PARIS – Local people have responded with outrage to a Kansas church’s plan to picket a local soldier’s funeral this weekend, and while some have said they will stage counter protests, others are contemplating not responding at all.

“I believe you counter evil with good,” the Rev. Don Mayberry of the First Congregational Church in Paris said Monday. “I would just hope that good people would come out and support Corey’s family, and that we don’t give them any attention because they don’t deserve it.”

The Westboro Baptist Church of Topeka, Kan., which has about 75 members, announced Sunday that it will send several delegates to Corey Dan’s funeral Saturday at the Oxford Hills Comprehensive High School to spread their message that God is killing American soldiers in retribution for the United States’ tolerance of homosexuality.

Dan, a 22-year-old sergeant with the 101st Airborne Division, was killed March 13 in Iraq. His body will be flown to the Manchester, N.H., airport this afternoon, and Weston-Chandler Funeral Homes will pick up the body and return to Paris.

“This nation is awash in idolatry and adultery, every manner of filthy abomination,” Shirley Phelps-Roper, a lawyer for the 50-year-old church and the pastor’s daughter, said Monday. “I am so sorry that these families arrange their affairs to bring the wrath of God down on their heads and their child’s head. They sent that child to the devil.”

When asked about the callousness of demonstrating while a family mourns, Phelps-Roper said, “It is insensitive to disobey God and make him raging mad.”

Paris Police Chief David Verrier said he is planning to mobilize the town’s entire police force of a dozen officers. Neighboring police departments might also be asked to help.

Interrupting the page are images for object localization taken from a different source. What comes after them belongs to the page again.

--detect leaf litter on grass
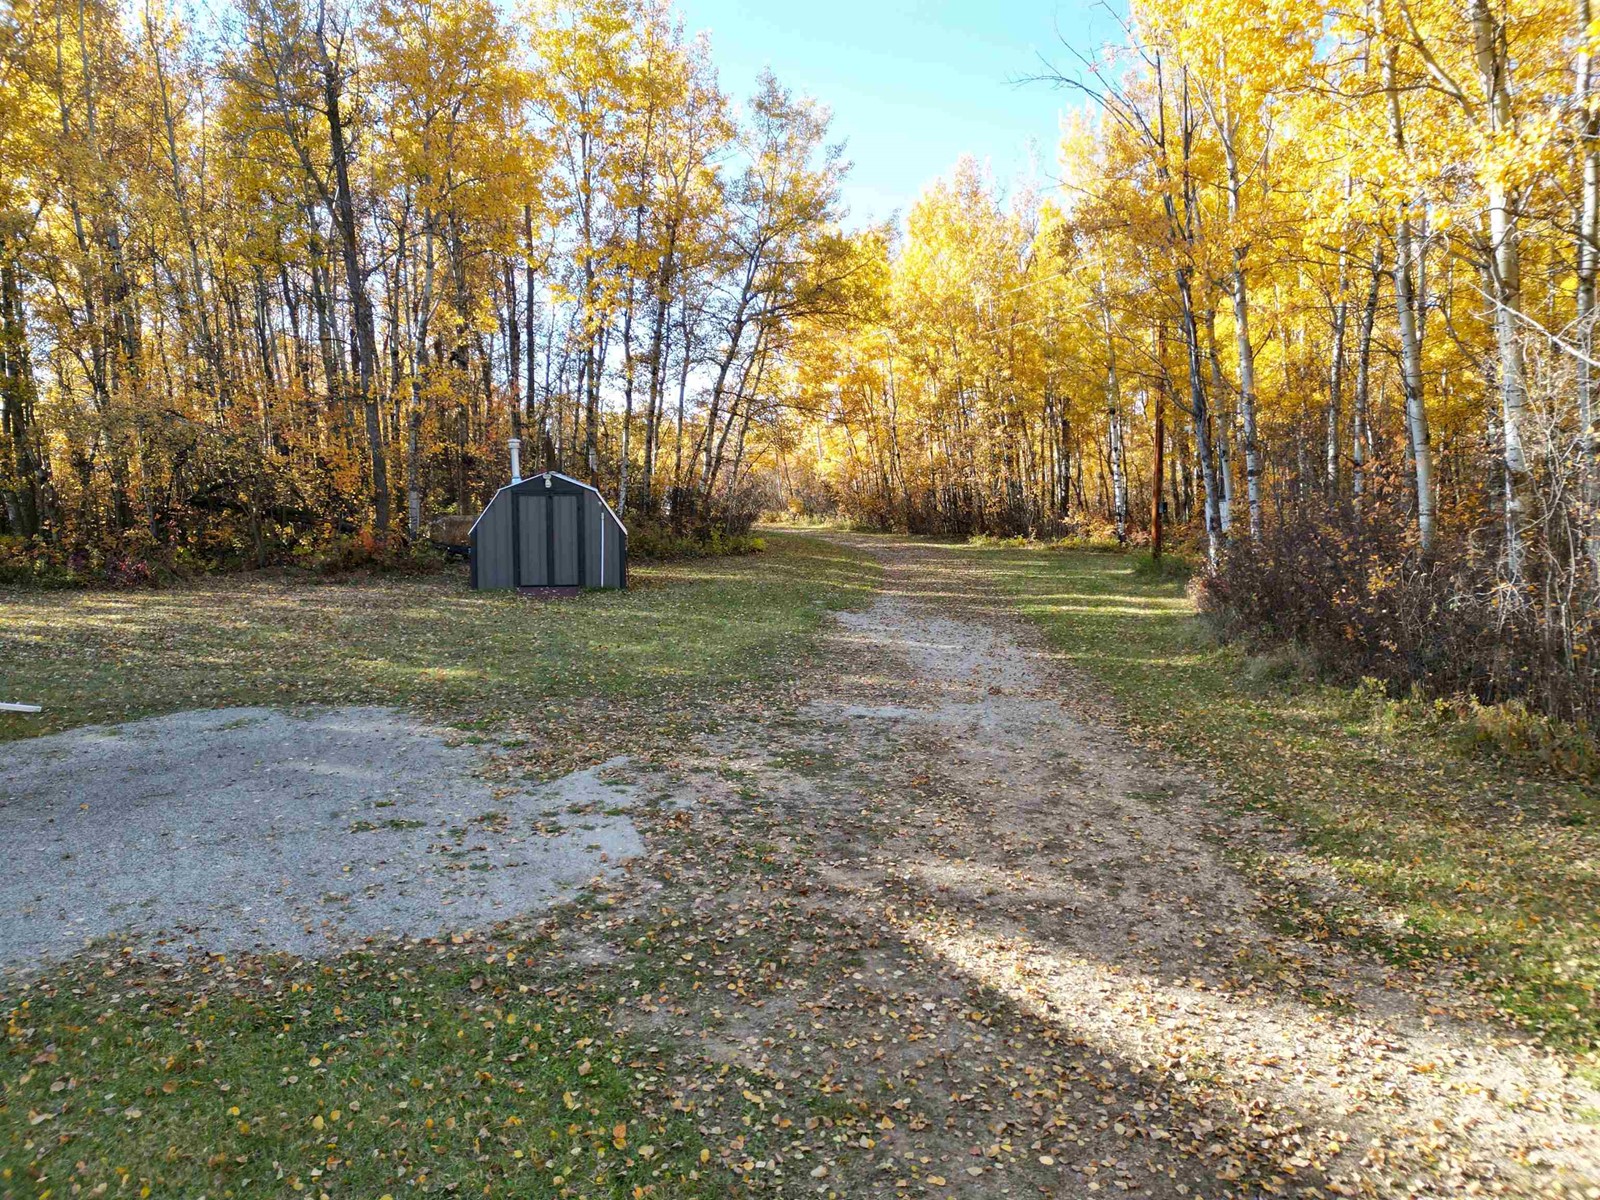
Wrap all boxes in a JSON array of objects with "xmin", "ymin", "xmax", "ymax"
[
  {"xmin": 578, "ymin": 535, "xmax": 1600, "ymax": 1198},
  {"xmin": 7, "ymin": 533, "xmax": 1600, "ymax": 1198}
]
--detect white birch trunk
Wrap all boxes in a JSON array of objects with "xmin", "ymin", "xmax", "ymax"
[
  {"xmin": 1381, "ymin": 30, "xmax": 1438, "ymax": 554},
  {"xmin": 1470, "ymin": 0, "xmax": 1531, "ymax": 579},
  {"xmin": 1578, "ymin": 0, "xmax": 1600, "ymax": 580}
]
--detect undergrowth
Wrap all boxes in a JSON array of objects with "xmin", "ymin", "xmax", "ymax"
[
  {"xmin": 0, "ymin": 530, "xmax": 454, "ymax": 590},
  {"xmin": 966, "ymin": 532, "xmax": 1130, "ymax": 553},
  {"xmin": 627, "ymin": 517, "xmax": 765, "ymax": 561},
  {"xmin": 1352, "ymin": 680, "xmax": 1600, "ymax": 782},
  {"xmin": 1195, "ymin": 498, "xmax": 1600, "ymax": 732}
]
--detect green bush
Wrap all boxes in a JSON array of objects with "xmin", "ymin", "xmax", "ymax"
[
  {"xmin": 1460, "ymin": 699, "xmax": 1600, "ymax": 781},
  {"xmin": 0, "ymin": 537, "xmax": 78, "ymax": 589},
  {"xmin": 965, "ymin": 532, "xmax": 1132, "ymax": 553},
  {"xmin": 1352, "ymin": 678, "xmax": 1600, "ymax": 782},
  {"xmin": 759, "ymin": 512, "xmax": 856, "ymax": 531},
  {"xmin": 627, "ymin": 517, "xmax": 766, "ymax": 561},
  {"xmin": 1050, "ymin": 534, "xmax": 1128, "ymax": 553},
  {"xmin": 967, "ymin": 533, "xmax": 1034, "ymax": 549}
]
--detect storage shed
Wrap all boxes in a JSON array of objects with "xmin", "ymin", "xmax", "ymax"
[{"xmin": 470, "ymin": 470, "xmax": 627, "ymax": 591}]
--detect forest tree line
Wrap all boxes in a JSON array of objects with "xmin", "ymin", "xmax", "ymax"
[
  {"xmin": 0, "ymin": 0, "xmax": 856, "ymax": 566},
  {"xmin": 791, "ymin": 0, "xmax": 1596, "ymax": 569},
  {"xmin": 770, "ymin": 0, "xmax": 1598, "ymax": 725},
  {"xmin": 5, "ymin": 0, "xmax": 1596, "ymax": 721}
]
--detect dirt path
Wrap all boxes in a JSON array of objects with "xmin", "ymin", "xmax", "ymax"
[{"xmin": 592, "ymin": 536, "xmax": 1600, "ymax": 1198}]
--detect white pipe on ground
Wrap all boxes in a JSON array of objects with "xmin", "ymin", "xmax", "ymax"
[
  {"xmin": 508, "ymin": 438, "xmax": 523, "ymax": 484},
  {"xmin": 1, "ymin": 703, "xmax": 41, "ymax": 713}
]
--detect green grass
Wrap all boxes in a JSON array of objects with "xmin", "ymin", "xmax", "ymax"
[
  {"xmin": 0, "ymin": 533, "xmax": 879, "ymax": 744},
  {"xmin": 1, "ymin": 941, "xmax": 741, "ymax": 1198},
  {"xmin": 966, "ymin": 543, "xmax": 1600, "ymax": 1061}
]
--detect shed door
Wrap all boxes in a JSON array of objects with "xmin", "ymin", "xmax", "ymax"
[
  {"xmin": 550, "ymin": 494, "xmax": 580, "ymax": 586},
  {"xmin": 515, "ymin": 495, "xmax": 548, "ymax": 586}
]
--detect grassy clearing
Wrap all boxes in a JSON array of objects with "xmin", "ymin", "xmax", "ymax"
[
  {"xmin": 968, "ymin": 543, "xmax": 1600, "ymax": 1062},
  {"xmin": 0, "ymin": 532, "xmax": 878, "ymax": 744},
  {"xmin": 0, "ymin": 534, "xmax": 879, "ymax": 1197},
  {"xmin": 2, "ymin": 935, "xmax": 743, "ymax": 1198}
]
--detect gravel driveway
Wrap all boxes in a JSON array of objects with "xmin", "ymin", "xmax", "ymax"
[{"xmin": 0, "ymin": 706, "xmax": 642, "ymax": 968}]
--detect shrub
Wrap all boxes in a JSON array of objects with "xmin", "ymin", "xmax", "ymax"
[
  {"xmin": 1196, "ymin": 497, "xmax": 1600, "ymax": 770},
  {"xmin": 967, "ymin": 533, "xmax": 1034, "ymax": 549},
  {"xmin": 627, "ymin": 516, "xmax": 766, "ymax": 561},
  {"xmin": 1054, "ymin": 534, "xmax": 1133, "ymax": 553},
  {"xmin": 0, "ymin": 529, "xmax": 453, "ymax": 589},
  {"xmin": 428, "ymin": 514, "xmax": 475, "ymax": 549},
  {"xmin": 759, "ymin": 512, "xmax": 855, "ymax": 531},
  {"xmin": 1130, "ymin": 550, "xmax": 1196, "ymax": 581},
  {"xmin": 625, "ymin": 489, "xmax": 768, "ymax": 561},
  {"xmin": 295, "ymin": 533, "xmax": 450, "ymax": 578},
  {"xmin": 967, "ymin": 532, "xmax": 1132, "ymax": 553},
  {"xmin": 0, "ymin": 535, "xmax": 169, "ymax": 590},
  {"xmin": 1457, "ymin": 699, "xmax": 1600, "ymax": 780},
  {"xmin": 0, "ymin": 538, "xmax": 80, "ymax": 589}
]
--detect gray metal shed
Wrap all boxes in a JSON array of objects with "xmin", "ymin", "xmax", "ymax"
[{"xmin": 469, "ymin": 471, "xmax": 627, "ymax": 591}]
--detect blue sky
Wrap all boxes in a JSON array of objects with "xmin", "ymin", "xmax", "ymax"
[{"xmin": 675, "ymin": 0, "xmax": 1125, "ymax": 228}]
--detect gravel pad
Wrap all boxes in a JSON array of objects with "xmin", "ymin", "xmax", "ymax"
[{"xmin": 0, "ymin": 707, "xmax": 643, "ymax": 968}]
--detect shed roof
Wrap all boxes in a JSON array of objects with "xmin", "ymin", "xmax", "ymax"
[{"xmin": 468, "ymin": 471, "xmax": 629, "ymax": 537}]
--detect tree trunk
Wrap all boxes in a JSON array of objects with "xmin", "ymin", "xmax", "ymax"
[
  {"xmin": 1202, "ymin": 70, "xmax": 1263, "ymax": 541},
  {"xmin": 618, "ymin": 275, "xmax": 638, "ymax": 511},
  {"xmin": 1204, "ymin": 308, "xmax": 1234, "ymax": 532},
  {"xmin": 316, "ymin": 16, "xmax": 389, "ymax": 533},
  {"xmin": 1152, "ymin": 347, "xmax": 1166, "ymax": 561},
  {"xmin": 1470, "ymin": 0, "xmax": 1530, "ymax": 578},
  {"xmin": 1577, "ymin": 0, "xmax": 1600, "ymax": 578},
  {"xmin": 0, "ymin": 257, "xmax": 49, "ymax": 537},
  {"xmin": 1381, "ymin": 31, "xmax": 1438, "ymax": 554},
  {"xmin": 1328, "ymin": 241, "xmax": 1349, "ymax": 493},
  {"xmin": 505, "ymin": 258, "xmax": 521, "ymax": 443},
  {"xmin": 1353, "ymin": 253, "xmax": 1381, "ymax": 516},
  {"xmin": 642, "ymin": 226, "xmax": 678, "ymax": 511},
  {"xmin": 1099, "ymin": 286, "xmax": 1128, "ymax": 540}
]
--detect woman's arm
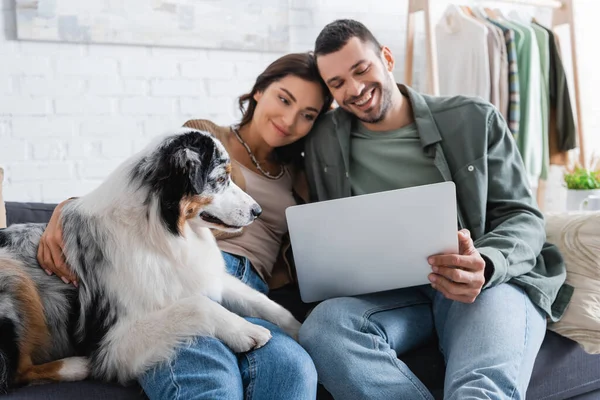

“I have already gotten calls that people plan to confront these picketers,” Verrier said Monday. “I am telling them that they have a legal right to picket, and we can’t stop them from picketing.” But he is encouraging everyone to be peaceful.

Sharon Bouchard, Dan’s grandmother, said that while she respects the picketers’ right to free speech, she questions their judgment. “They have no respect for the sorrows a family is going through, and they’ll use this funeral to further their own ridiculously warped agenda.”

A nationwide biking group called the Patriot Guard Riders has started gathering its forces to also attend the memorial service.

“What we do is provide a visual shield if you will,” spokesman Kurt Mayer said Monday from Houston, Texas. He said up to 100 people could travel to Paris on Saturday to stand between the family and the church group, holding a sea of flags to block the church members’ signs and banners. Sometimes they rev their bike engines to drown out chanting.

Mayer said Patriot Guard Riders, which nationwide has about 19,000 members and between 75 and 100 in Maine, was formed last fall in response to the Westboro church’s activities. Its members have attended over 100 events, Mayer said.

“We don’t call that a counter protest,” Mayer said. “We’re not making a statement or response to the group’s message, we’re standing with the family as members of the family.”

But the group only goes to funerals if the family invites them, Mayer said.

Bouchard said she thought her family would agree to their presence, but she questioned the engine revving. Mayer said the group won’t do anything the family does not want.

Verrier said he will try to convince the protesters to stay away from the school and remain within the confines of a parking lot across the street, depending on the property owner’s permission.

Members of the Westboro Baptist Church traveled to Maine once before, in 2000, to denounce some Kennebunk churches’ support for equal rights for gays.

“The whole town rose up to contend with us,” Phelps-Roper said.